You have a few options for dinner. If you’re in the mood for sharing, try Clanbrassil House's family style menu at €42 pp. They also have an early bird menu at €25 for three courses. The baby sister of Bastible, the kitchen in Clanbrassil House is run by head chef Grainne O’Keefe and has recently been awarded a Bib Gourmand by the Michelin Guide. They're known for hash brown fries, meat cooked over charcoal and insanely good smoked trout on toast.
Big brother Bastible is another great option, but be sure to book ahead. Its chef's menu only on Friday and Saturday nights, and this is definitely the best way to experience the kitchen talent here. The dishes are always seasonal and change weekly.
Gaillot et Gray, the French style pizzeria run by couple Emma Gray and Giles Gaillot, is another worthy dinner choice. The pizzas are topped with emmental instead of mozzarella and eating here is a casual affair. They're also a bakery by day, so if you have the time grab a loaf of their bread in the morning. They keep the freshly baked loaves by the window once they come out of the wood fired oven, taunting anyone who walks by to grab one - how jealous are we of people who live around here for all the amazing fresh bread options?

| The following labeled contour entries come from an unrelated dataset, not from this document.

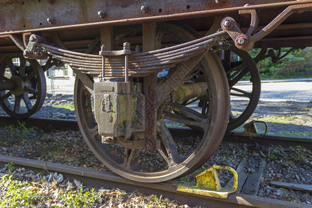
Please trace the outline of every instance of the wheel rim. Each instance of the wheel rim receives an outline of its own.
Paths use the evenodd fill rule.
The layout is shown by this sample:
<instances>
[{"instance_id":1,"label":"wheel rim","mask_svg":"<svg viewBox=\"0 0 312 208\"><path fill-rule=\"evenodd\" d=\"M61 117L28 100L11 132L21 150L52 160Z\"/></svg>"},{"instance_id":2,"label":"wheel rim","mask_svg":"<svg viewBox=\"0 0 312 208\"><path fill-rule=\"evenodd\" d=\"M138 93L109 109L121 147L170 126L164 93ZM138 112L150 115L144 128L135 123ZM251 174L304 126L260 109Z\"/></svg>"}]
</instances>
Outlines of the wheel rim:
<instances>
[{"instance_id":1,"label":"wheel rim","mask_svg":"<svg viewBox=\"0 0 312 208\"><path fill-rule=\"evenodd\" d=\"M21 55L6 56L0 63L0 80L12 80L18 86L14 90L0 91L0 105L10 116L25 119L42 106L46 79L36 60L26 60Z\"/></svg>"},{"instance_id":2,"label":"wheel rim","mask_svg":"<svg viewBox=\"0 0 312 208\"><path fill-rule=\"evenodd\" d=\"M179 27L172 29L189 33L189 39L191 39L191 37L195 38ZM206 116L180 103L162 103L157 116L157 135L162 148L157 150L127 149L119 145L101 144L93 116L91 94L76 78L75 108L77 120L86 142L96 156L117 174L142 182L171 180L187 174L205 163L222 140L228 119L229 96L224 69L218 58L214 54L207 54L203 61L209 63L209 67L202 72L209 83L207 96L212 101L207 107ZM182 139L172 137L164 119L201 126L204 129L203 137L198 141L183 143ZM205 121L207 123L202 125L201 123ZM185 153L187 152L185 149L193 150ZM152 159L156 164L149 164ZM162 163L159 162L162 161ZM157 165L157 162L161 164Z\"/></svg>"},{"instance_id":3,"label":"wheel rim","mask_svg":"<svg viewBox=\"0 0 312 208\"><path fill-rule=\"evenodd\" d=\"M234 100L238 98L243 98L243 103L239 105L240 112L237 112L233 107L231 107L227 131L239 127L250 117L258 105L261 94L260 74L252 58L244 51L232 50L230 51L242 60L241 61L230 62L229 61L230 53L227 53L227 55L225 55L225 60L227 60L227 62L229 63L227 66L225 64L224 67L229 83L231 103L234 103ZM238 83L239 80L246 77L249 78L249 76L250 78L247 80L247 81L249 80L247 84L242 85ZM231 105L231 106L232 105ZM243 106L245 107L242 107Z\"/></svg>"}]
</instances>

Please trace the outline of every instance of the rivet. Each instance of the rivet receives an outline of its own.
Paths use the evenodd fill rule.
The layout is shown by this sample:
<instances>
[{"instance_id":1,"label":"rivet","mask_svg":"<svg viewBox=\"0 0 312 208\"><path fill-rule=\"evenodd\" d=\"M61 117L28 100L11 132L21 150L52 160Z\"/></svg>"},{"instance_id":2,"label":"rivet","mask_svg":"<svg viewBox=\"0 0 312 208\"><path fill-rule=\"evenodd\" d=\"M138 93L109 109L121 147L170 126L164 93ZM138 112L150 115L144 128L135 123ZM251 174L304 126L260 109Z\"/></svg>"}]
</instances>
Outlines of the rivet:
<instances>
[{"instance_id":1,"label":"rivet","mask_svg":"<svg viewBox=\"0 0 312 208\"><path fill-rule=\"evenodd\" d=\"M142 6L141 6L141 10L142 12L144 12L144 13L148 12L149 10L150 10L150 8L148 8L148 6L146 6L145 5L143 5Z\"/></svg>"},{"instance_id":2,"label":"rivet","mask_svg":"<svg viewBox=\"0 0 312 208\"><path fill-rule=\"evenodd\" d=\"M55 20L54 20L54 18L53 17L48 17L47 19L46 19L46 21L49 23L49 24L54 24L54 22L55 22Z\"/></svg>"},{"instance_id":3,"label":"rivet","mask_svg":"<svg viewBox=\"0 0 312 208\"><path fill-rule=\"evenodd\" d=\"M36 42L38 40L37 38L37 36L35 35L31 35L31 37L29 37L29 41L30 42Z\"/></svg>"},{"instance_id":4,"label":"rivet","mask_svg":"<svg viewBox=\"0 0 312 208\"><path fill-rule=\"evenodd\" d=\"M104 12L103 10L98 11L98 17L100 17L101 18L105 17L105 13Z\"/></svg>"},{"instance_id":5,"label":"rivet","mask_svg":"<svg viewBox=\"0 0 312 208\"><path fill-rule=\"evenodd\" d=\"M31 52L28 50L25 50L24 51L23 55L26 58L28 58L31 55Z\"/></svg>"},{"instance_id":6,"label":"rivet","mask_svg":"<svg viewBox=\"0 0 312 208\"><path fill-rule=\"evenodd\" d=\"M230 29L232 26L232 21L229 19L225 19L225 21L223 21L223 26L227 28L227 29Z\"/></svg>"}]
</instances>

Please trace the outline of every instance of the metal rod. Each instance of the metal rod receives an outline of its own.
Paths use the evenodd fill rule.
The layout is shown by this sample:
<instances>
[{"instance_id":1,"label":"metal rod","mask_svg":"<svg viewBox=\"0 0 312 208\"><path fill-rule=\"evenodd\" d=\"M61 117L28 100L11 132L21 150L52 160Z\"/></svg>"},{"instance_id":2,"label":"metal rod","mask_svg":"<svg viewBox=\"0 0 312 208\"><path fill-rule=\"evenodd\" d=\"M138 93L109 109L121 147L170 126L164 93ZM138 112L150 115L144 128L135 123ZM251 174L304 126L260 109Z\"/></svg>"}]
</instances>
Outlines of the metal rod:
<instances>
[{"instance_id":1,"label":"metal rod","mask_svg":"<svg viewBox=\"0 0 312 208\"><path fill-rule=\"evenodd\" d=\"M0 81L0 91L13 90L16 88L16 84L13 81Z\"/></svg>"},{"instance_id":2,"label":"metal rod","mask_svg":"<svg viewBox=\"0 0 312 208\"><path fill-rule=\"evenodd\" d=\"M125 55L125 83L128 81L128 61L129 56L128 55Z\"/></svg>"}]
</instances>

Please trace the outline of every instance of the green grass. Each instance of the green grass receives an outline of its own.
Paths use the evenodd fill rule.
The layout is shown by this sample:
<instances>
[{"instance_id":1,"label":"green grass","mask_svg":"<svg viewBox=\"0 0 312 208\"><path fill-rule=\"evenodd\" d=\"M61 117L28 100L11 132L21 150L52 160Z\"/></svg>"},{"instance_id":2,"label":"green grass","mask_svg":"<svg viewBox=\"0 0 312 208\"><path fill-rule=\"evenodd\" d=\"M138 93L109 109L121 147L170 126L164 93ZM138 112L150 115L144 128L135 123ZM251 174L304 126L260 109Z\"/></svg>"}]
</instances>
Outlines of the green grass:
<instances>
[{"instance_id":1,"label":"green grass","mask_svg":"<svg viewBox=\"0 0 312 208\"><path fill-rule=\"evenodd\" d=\"M312 137L312 132L311 132L279 131L277 134L286 136L301 136Z\"/></svg>"},{"instance_id":2,"label":"green grass","mask_svg":"<svg viewBox=\"0 0 312 208\"><path fill-rule=\"evenodd\" d=\"M1 177L0 189L1 198L0 207L30 207L31 205L40 207L40 205L50 200L46 189L40 189L28 181L19 181L13 179L10 173L15 169L14 164L10 162L5 165L10 174ZM95 202L101 196L94 189L85 191L81 185L76 190L66 191L58 189L58 193L64 200L64 207L94 207ZM160 198L159 201L162 201ZM58 207L57 205L53 207Z\"/></svg>"},{"instance_id":3,"label":"green grass","mask_svg":"<svg viewBox=\"0 0 312 208\"><path fill-rule=\"evenodd\" d=\"M4 197L0 200L1 207L27 207L42 200L38 188L28 182L14 180L12 177L12 175L1 177L0 187L6 191L3 192Z\"/></svg>"},{"instance_id":4,"label":"green grass","mask_svg":"<svg viewBox=\"0 0 312 208\"><path fill-rule=\"evenodd\" d=\"M296 120L297 117L293 115L286 115L284 116L268 116L263 118L266 122L279 123L291 123L291 121Z\"/></svg>"},{"instance_id":5,"label":"green grass","mask_svg":"<svg viewBox=\"0 0 312 208\"><path fill-rule=\"evenodd\" d=\"M53 107L57 107L57 108L66 108L69 109L70 110L75 110L75 106L73 104L60 104L60 105L53 105Z\"/></svg>"},{"instance_id":6,"label":"green grass","mask_svg":"<svg viewBox=\"0 0 312 208\"><path fill-rule=\"evenodd\" d=\"M67 192L60 193L60 196L65 201L66 207L93 207L90 204L98 200L101 194L96 193L94 189L83 192L81 185L76 194Z\"/></svg>"}]
</instances>

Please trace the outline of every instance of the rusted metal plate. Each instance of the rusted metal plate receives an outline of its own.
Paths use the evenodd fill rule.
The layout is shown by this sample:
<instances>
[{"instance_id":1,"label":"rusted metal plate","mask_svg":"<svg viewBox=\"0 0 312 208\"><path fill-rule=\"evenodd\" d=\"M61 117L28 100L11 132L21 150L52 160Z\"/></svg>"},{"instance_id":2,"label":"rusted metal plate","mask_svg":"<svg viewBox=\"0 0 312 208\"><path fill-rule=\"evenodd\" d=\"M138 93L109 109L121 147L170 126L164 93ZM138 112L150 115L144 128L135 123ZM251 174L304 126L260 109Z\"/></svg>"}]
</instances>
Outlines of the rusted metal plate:
<instances>
[{"instance_id":1,"label":"rusted metal plate","mask_svg":"<svg viewBox=\"0 0 312 208\"><path fill-rule=\"evenodd\" d=\"M61 29L107 24L142 22L198 17L231 9L272 8L309 1L250 0L3 0L0 35L36 29ZM143 7L142 7L143 6Z\"/></svg>"}]
</instances>

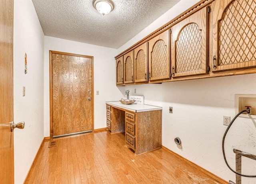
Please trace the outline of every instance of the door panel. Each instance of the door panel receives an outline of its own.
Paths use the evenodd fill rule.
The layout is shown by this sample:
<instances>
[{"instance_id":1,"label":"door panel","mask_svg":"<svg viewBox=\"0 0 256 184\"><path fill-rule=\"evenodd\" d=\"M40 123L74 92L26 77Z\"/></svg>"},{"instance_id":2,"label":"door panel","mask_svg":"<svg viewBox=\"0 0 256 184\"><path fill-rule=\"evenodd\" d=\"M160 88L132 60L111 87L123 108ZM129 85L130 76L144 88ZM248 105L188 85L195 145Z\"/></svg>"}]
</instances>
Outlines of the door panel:
<instances>
[{"instance_id":1,"label":"door panel","mask_svg":"<svg viewBox=\"0 0 256 184\"><path fill-rule=\"evenodd\" d=\"M208 15L206 7L172 27L174 78L207 72Z\"/></svg>"},{"instance_id":2,"label":"door panel","mask_svg":"<svg viewBox=\"0 0 256 184\"><path fill-rule=\"evenodd\" d=\"M148 41L149 81L170 78L169 30Z\"/></svg>"},{"instance_id":3,"label":"door panel","mask_svg":"<svg viewBox=\"0 0 256 184\"><path fill-rule=\"evenodd\" d=\"M212 71L256 67L256 0L216 0L212 14Z\"/></svg>"},{"instance_id":4,"label":"door panel","mask_svg":"<svg viewBox=\"0 0 256 184\"><path fill-rule=\"evenodd\" d=\"M148 42L134 49L134 82L147 82Z\"/></svg>"},{"instance_id":5,"label":"door panel","mask_svg":"<svg viewBox=\"0 0 256 184\"><path fill-rule=\"evenodd\" d=\"M134 82L134 60L133 50L124 56L124 84L132 83Z\"/></svg>"},{"instance_id":6,"label":"door panel","mask_svg":"<svg viewBox=\"0 0 256 184\"><path fill-rule=\"evenodd\" d=\"M13 1L0 2L0 183L14 182Z\"/></svg>"},{"instance_id":7,"label":"door panel","mask_svg":"<svg viewBox=\"0 0 256 184\"><path fill-rule=\"evenodd\" d=\"M53 137L92 130L92 57L52 52Z\"/></svg>"},{"instance_id":8,"label":"door panel","mask_svg":"<svg viewBox=\"0 0 256 184\"><path fill-rule=\"evenodd\" d=\"M124 57L122 56L116 59L116 84L124 84Z\"/></svg>"}]
</instances>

If you're looking for some spice in your life, Konkan on Upper Clanbrassil Street, is a great place to grab some authentic Indian food, specialising in dishes from the south-western coast like Konkani fish (fishcakes with green chillies, curry leaves and mustard seeds) and Raarha Gosht (lamb cooked with black eyed beans and spices), and Passion 4 Food (don’t be fooled by the numerical use) does some of the best kebabs in Dublin. We're also big fans of the fact that they offer a free meal to homeless people on Mondays and Tuesdays.
Wrap up the night with a gin and tonic in 57 The Headline. After a renovation a few years ago, it's become quite the gin destination in Dublin, serving a huge range of Irish gins and craft tonics. They also run a gin membership, where you get a discount off their gin of the week and there’s no sign up fee. No.57, their upstairs dedicated gin bar is open Thursday to Saturday.
After that the best thing to do is probably to take your overly stuffed stomach home to sleep off the immense food and drink coma.